= Primary School Leaving Examination (Tanzania) =

School examination in Tanzania

The Primary School Leaving Examination (Tanzania) (PSLE) is a primary education examination that is done by Standard 7 students (7th grade) across Tanzania and serves as the secondary school entrance exam. The exams are usually administered between late June to early or mid-August and are managed by the National Examinations Council of Tanzania (NECTA). Students are required to obtain three credits to pass the exams. Critiques of the PSLE include the inability to reflect the abilities of students often found with examinations, with a particular twist given Tanzania's rising primary attendance and graduation rates:

"In its current form [PSLE] is an unsuitable vehicle for the examination of candidates who have been educated in a competency based curriculum. Very different forms of assessment are required to test skill and competence, as compared to the traditional testing of factual knowledge. This challenge is complicated by the fact that if retention is improved, quite soon a full range of pupil ability will be represented in the final year of primary school and will be need[ed] to have an examination which is capable of measuring the abilities of that full range.
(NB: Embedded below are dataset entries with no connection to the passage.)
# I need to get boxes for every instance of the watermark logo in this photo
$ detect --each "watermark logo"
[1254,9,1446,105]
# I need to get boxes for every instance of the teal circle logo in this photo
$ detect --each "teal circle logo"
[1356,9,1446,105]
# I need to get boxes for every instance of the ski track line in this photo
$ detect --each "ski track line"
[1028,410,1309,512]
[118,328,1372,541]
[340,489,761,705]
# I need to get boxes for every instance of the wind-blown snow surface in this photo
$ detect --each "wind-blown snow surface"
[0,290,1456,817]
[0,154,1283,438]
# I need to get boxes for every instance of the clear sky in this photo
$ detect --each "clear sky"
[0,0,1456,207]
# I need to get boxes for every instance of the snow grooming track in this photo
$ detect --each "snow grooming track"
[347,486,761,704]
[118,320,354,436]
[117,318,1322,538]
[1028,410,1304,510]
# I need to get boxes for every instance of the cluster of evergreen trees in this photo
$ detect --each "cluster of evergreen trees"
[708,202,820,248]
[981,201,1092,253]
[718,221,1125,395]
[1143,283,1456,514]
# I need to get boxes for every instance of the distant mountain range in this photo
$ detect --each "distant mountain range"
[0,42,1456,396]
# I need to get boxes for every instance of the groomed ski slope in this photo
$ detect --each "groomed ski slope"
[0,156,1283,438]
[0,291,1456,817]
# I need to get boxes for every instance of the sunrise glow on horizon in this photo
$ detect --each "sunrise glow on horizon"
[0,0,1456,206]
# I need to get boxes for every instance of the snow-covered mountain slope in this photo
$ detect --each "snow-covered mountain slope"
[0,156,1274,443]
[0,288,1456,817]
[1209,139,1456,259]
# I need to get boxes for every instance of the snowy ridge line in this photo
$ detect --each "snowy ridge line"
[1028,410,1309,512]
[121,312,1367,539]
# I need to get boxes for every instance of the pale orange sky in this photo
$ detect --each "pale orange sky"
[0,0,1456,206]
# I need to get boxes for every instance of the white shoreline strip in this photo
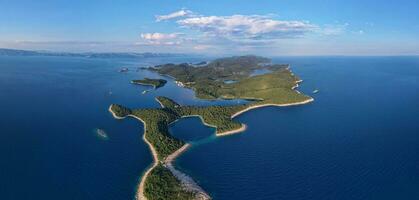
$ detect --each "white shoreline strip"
[108,105,211,200]
[109,105,158,200]
[164,144,211,200]
[231,98,314,118]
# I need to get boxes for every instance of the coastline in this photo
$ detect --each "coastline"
[231,98,314,118]
[108,105,158,200]
[108,105,211,200]
[131,81,156,89]
[164,144,211,200]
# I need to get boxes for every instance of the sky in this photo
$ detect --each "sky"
[0,0,419,56]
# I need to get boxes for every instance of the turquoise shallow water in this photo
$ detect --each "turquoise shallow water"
[0,57,419,200]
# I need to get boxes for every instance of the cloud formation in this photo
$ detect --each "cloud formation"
[177,15,317,39]
[156,9,193,22]
[141,9,349,53]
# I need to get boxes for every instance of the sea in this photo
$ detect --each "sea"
[0,56,419,200]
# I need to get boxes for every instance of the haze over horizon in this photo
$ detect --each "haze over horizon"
[0,0,419,56]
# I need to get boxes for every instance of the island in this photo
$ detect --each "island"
[109,56,313,200]
[131,78,167,89]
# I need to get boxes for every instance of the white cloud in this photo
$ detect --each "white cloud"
[156,9,193,22]
[137,33,181,45]
[177,15,316,39]
[141,33,178,40]
[318,23,349,36]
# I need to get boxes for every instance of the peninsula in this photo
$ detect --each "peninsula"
[109,56,313,200]
[131,78,167,89]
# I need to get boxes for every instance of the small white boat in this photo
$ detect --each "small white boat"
[96,128,108,140]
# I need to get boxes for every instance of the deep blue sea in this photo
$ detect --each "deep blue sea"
[0,56,419,200]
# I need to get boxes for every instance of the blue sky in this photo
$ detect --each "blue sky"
[0,0,419,56]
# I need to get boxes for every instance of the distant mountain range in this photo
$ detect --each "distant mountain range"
[0,48,185,58]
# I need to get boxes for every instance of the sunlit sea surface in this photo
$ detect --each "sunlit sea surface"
[0,56,419,200]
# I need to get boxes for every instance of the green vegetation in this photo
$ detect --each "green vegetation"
[131,78,167,89]
[144,164,195,200]
[151,56,306,102]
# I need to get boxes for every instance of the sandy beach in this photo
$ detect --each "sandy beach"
[108,105,211,200]
[109,105,158,200]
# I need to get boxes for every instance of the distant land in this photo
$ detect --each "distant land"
[0,48,185,58]
[109,56,313,200]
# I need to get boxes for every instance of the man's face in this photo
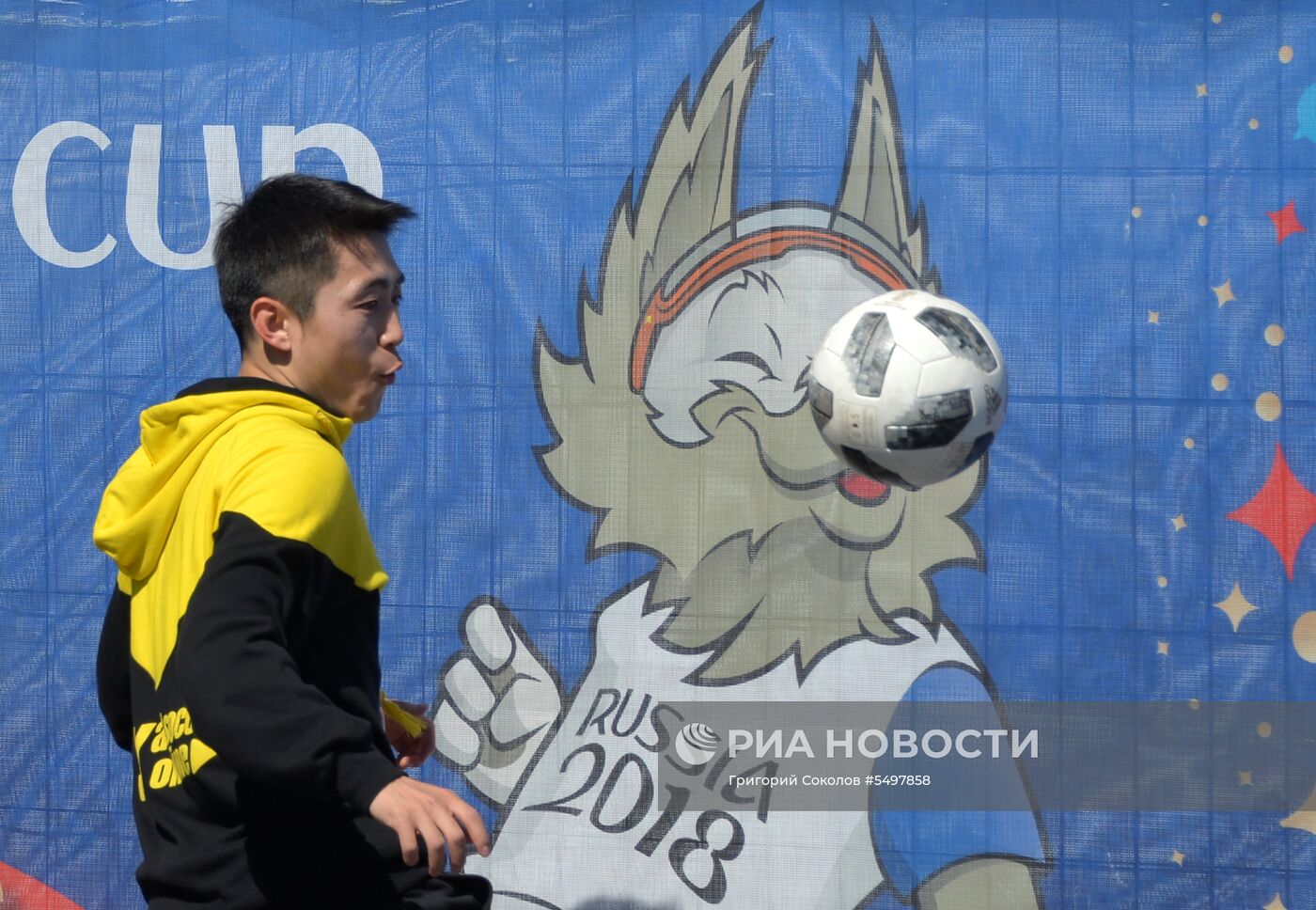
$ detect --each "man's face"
[289,232,402,423]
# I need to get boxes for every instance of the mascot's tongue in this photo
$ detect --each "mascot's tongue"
[836,470,887,502]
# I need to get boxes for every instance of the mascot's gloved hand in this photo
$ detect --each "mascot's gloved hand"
[433,598,562,806]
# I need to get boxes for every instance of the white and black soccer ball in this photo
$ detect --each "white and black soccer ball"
[808,290,1007,490]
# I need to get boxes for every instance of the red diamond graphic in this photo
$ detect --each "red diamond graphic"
[1266,199,1307,245]
[1230,443,1316,581]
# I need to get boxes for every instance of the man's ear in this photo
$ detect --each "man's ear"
[250,298,297,353]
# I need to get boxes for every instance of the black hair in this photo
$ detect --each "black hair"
[214,174,415,348]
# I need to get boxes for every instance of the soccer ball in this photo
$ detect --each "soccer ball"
[808,290,1006,490]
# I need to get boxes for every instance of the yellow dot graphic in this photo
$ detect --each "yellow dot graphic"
[1257,392,1283,420]
[1293,610,1316,664]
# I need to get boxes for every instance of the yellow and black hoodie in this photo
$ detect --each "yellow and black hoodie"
[95,379,413,910]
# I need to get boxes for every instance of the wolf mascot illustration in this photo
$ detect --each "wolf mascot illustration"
[434,8,1043,910]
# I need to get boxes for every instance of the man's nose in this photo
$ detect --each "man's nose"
[379,306,405,348]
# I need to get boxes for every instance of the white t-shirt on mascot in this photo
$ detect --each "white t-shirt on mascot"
[467,585,1040,910]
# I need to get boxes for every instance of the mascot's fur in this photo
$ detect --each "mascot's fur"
[536,9,984,683]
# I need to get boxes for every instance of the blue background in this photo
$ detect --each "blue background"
[0,0,1316,909]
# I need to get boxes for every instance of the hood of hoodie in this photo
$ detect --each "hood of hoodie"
[92,378,352,579]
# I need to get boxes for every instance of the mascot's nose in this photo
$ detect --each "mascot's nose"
[836,470,891,506]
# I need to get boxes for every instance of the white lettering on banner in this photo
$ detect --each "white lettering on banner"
[13,119,384,270]
[260,124,384,196]
[13,119,118,269]
[126,124,243,272]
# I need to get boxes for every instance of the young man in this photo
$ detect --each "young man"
[95,175,490,910]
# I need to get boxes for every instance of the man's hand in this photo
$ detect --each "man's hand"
[369,777,490,876]
[384,698,434,768]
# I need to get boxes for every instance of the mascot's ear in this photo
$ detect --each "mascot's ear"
[833,23,938,292]
[600,3,771,325]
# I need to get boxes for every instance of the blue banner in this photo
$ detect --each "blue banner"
[0,0,1316,910]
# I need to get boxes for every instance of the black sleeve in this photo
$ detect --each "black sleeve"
[96,586,133,752]
[172,512,402,812]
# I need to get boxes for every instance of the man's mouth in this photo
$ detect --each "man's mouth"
[836,470,891,506]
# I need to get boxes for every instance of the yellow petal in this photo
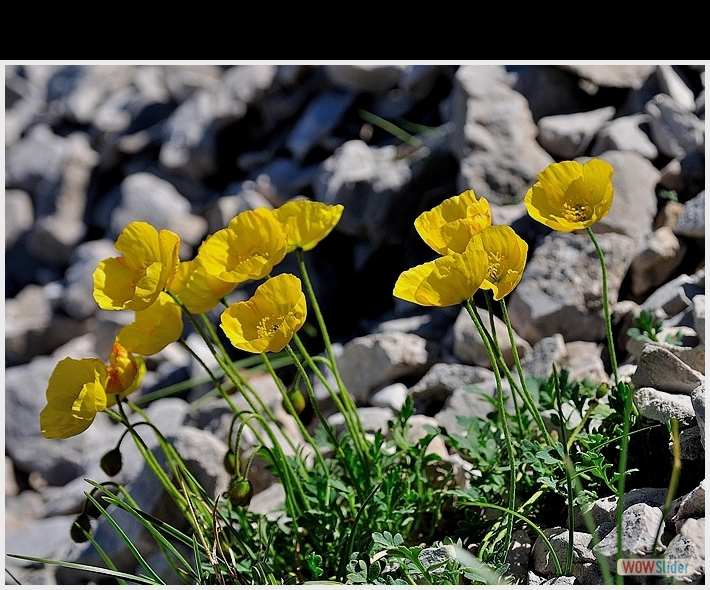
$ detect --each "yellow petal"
[524,159,614,232]
[39,357,107,438]
[171,255,237,314]
[414,190,491,254]
[273,199,344,252]
[198,207,286,283]
[393,248,487,307]
[116,293,185,356]
[93,221,180,311]
[106,342,146,406]
[221,274,306,353]
[475,225,528,301]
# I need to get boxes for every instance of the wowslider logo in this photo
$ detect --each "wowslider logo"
[616,557,695,577]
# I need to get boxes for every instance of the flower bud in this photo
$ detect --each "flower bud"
[288,389,306,414]
[222,449,237,475]
[227,475,254,506]
[69,512,91,543]
[101,447,123,477]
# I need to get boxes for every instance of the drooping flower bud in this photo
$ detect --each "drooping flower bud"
[222,449,237,475]
[101,447,123,477]
[227,475,254,506]
[69,512,91,543]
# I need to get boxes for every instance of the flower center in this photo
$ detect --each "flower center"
[488,252,505,283]
[562,202,592,222]
[256,316,283,339]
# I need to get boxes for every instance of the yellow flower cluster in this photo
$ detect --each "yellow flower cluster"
[393,159,614,307]
[40,200,343,438]
[393,190,528,307]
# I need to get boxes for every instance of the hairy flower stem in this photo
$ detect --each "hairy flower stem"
[261,352,328,478]
[587,227,619,384]
[296,248,368,467]
[466,299,517,555]
[473,306,555,447]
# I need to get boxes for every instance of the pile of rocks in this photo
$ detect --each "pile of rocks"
[5,64,705,584]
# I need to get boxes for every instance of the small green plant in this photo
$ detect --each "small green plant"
[626,309,683,346]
Such am [sic] assessment is much more complex and subtle than the traditional system."

Further, the PSLE is conducted in English, which provides significant institutional barriers to Limited English Proficiency (LEP) students in a country where between 120 and 164 languages are spoken, the lone national language is Kiswahili, and English integration in Tanzanian daily life has been far less successful than in other former British colonies in East Africa, like Kenya.